The Chinese army is said to have bolstered its presence in the “occupied” territory of the Depsang Plains in eastern Ladakh and has pitched over 200 tents over the past one month, besides building additional bunkers and military camps, sources in the security establishment said.
At the Depsang Plains, a 972sqkm plateau 16,000ft above sea level, the Chinese People’s Liberation Army is estimated to be entrenched 18km inside India-claimed lines.
“A recent intelligence report has suggested that the PLA has intensified construction work in the occupied zone and pitched over 200 tents over the past one month. They have continued with the construction activities in the Depsang Plains and have been building additional military camps and bunkers,” an official attached to the Indo-Tibetan Border Police’s (ITBP) intelligence wing told The Telegraph.
Despite disengagement from multiple transgression points in eastern Ladakh, the PLA has so far refused to disengage from Depsang, which is strategically important for India.
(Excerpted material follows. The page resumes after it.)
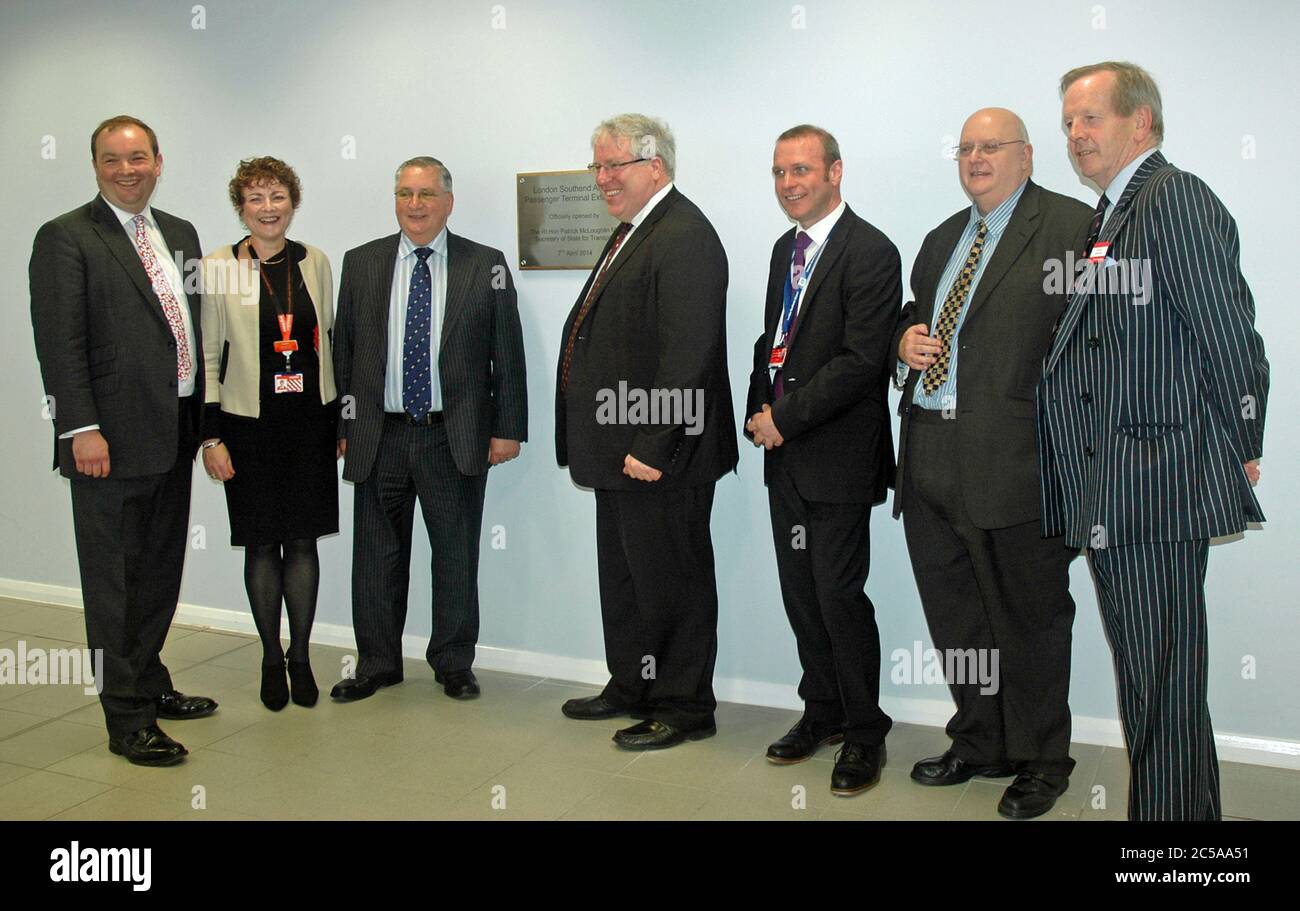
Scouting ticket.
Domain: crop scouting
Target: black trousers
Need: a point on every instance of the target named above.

Aksai Chin, which is under illegal occupation of China, lies to the east of Depsang while the Siachen Glacier is situated at the north-western edge.
The Chinese army has already cut off the Indian Army’s access to five traditional patrolling points — PPs 10, 11, 11A, 12 and 13 — since the border standoff began in May 2020.
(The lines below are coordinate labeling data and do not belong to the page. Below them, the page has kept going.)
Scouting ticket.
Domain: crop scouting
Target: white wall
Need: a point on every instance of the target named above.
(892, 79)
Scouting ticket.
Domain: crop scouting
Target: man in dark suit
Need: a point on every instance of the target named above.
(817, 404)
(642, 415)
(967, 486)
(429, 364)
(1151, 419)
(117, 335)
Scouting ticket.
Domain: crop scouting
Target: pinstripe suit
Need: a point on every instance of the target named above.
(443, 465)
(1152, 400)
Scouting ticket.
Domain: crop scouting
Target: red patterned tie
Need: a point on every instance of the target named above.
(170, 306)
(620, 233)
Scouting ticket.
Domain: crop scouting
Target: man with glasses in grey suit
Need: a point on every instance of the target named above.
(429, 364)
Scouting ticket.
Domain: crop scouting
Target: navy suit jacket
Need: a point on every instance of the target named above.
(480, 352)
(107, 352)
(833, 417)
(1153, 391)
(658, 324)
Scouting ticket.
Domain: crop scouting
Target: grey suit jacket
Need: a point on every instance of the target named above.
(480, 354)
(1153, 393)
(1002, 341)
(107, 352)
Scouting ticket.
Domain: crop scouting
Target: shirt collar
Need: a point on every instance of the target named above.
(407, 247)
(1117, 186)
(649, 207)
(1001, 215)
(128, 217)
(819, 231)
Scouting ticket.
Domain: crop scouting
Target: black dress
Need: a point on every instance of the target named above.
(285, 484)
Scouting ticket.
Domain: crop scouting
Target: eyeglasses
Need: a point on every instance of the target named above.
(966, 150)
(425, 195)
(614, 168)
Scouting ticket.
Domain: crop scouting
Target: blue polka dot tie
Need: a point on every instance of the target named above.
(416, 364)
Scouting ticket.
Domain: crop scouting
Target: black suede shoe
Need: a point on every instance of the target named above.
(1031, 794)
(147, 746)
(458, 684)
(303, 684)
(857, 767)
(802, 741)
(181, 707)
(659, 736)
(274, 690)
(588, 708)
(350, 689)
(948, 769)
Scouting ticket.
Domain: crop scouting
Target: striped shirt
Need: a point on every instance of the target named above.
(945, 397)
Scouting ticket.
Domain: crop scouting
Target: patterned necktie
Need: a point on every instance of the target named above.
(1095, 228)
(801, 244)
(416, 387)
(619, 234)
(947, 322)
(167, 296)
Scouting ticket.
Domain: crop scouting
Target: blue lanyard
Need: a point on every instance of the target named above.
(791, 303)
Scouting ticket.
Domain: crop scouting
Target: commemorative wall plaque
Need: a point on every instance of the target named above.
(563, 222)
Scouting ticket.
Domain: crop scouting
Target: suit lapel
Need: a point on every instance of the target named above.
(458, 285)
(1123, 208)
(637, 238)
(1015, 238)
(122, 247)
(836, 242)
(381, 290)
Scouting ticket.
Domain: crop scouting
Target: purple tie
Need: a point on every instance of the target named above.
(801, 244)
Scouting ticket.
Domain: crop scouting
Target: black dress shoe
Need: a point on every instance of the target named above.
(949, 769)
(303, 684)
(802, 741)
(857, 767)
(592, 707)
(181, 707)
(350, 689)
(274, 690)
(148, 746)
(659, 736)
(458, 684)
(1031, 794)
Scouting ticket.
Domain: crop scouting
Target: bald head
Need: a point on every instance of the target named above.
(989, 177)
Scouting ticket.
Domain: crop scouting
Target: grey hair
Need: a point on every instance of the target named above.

The sources said the assessment based on intelligence reports strengthened growing apprehensions among military veterans and security officials that the PLA had been aggressively working to bolster a “revised status quo”.
“The ramping up of military infrastructure inside the occupied territory in the Depsang Plains by the PLA is a big threat to India’s territorial sovereignty in the region. It clearly suggests that they have strengthened their foothold and are in no mood to retreat from Depsang,” said a former lieutenant general.
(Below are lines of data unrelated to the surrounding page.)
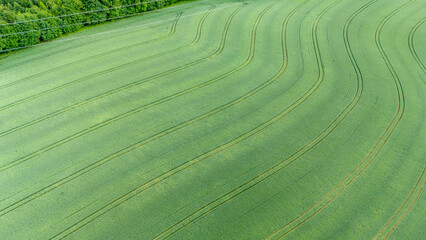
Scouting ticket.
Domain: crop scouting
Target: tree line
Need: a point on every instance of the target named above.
(28, 22)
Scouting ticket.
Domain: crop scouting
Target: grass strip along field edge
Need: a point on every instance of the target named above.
(122, 151)
(280, 233)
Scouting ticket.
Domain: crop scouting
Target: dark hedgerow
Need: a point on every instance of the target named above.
(30, 33)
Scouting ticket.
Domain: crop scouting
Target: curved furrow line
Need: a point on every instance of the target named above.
(111, 92)
(183, 166)
(120, 152)
(401, 207)
(113, 69)
(377, 147)
(73, 136)
(406, 211)
(163, 176)
(413, 49)
(281, 71)
(171, 32)
(49, 54)
(206, 209)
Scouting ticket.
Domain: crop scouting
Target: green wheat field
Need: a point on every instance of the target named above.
(221, 119)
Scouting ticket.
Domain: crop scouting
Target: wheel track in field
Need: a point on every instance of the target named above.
(225, 198)
(56, 113)
(112, 156)
(95, 98)
(171, 33)
(413, 49)
(385, 136)
(64, 234)
(176, 170)
(110, 70)
(402, 206)
(406, 211)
The deafening silence from India’s top political leadership on the situation at the China frontier, he said, is “alarming”.
There has been “partial” disengagement from other transgression points in the region — the Galwan Valley, Hot Springs, Pangong Lake and Gogra — by creating a demilitarised “buffer zone” with the Chinese stepping back a few kilometres while still remaining within India-claimed lines.
“During the military talks between the two countries the PLA always revives the 1959 claim line while pushing their claims along the Line of Actual Control. We are hoping the Depsang Plains issue will be taken up more strongly in the next commander-level talks,” said a defence ministry official.
India has rejected the Chinese 1959 claim line saying it has never accepted the so-called unilaterally defined LAC.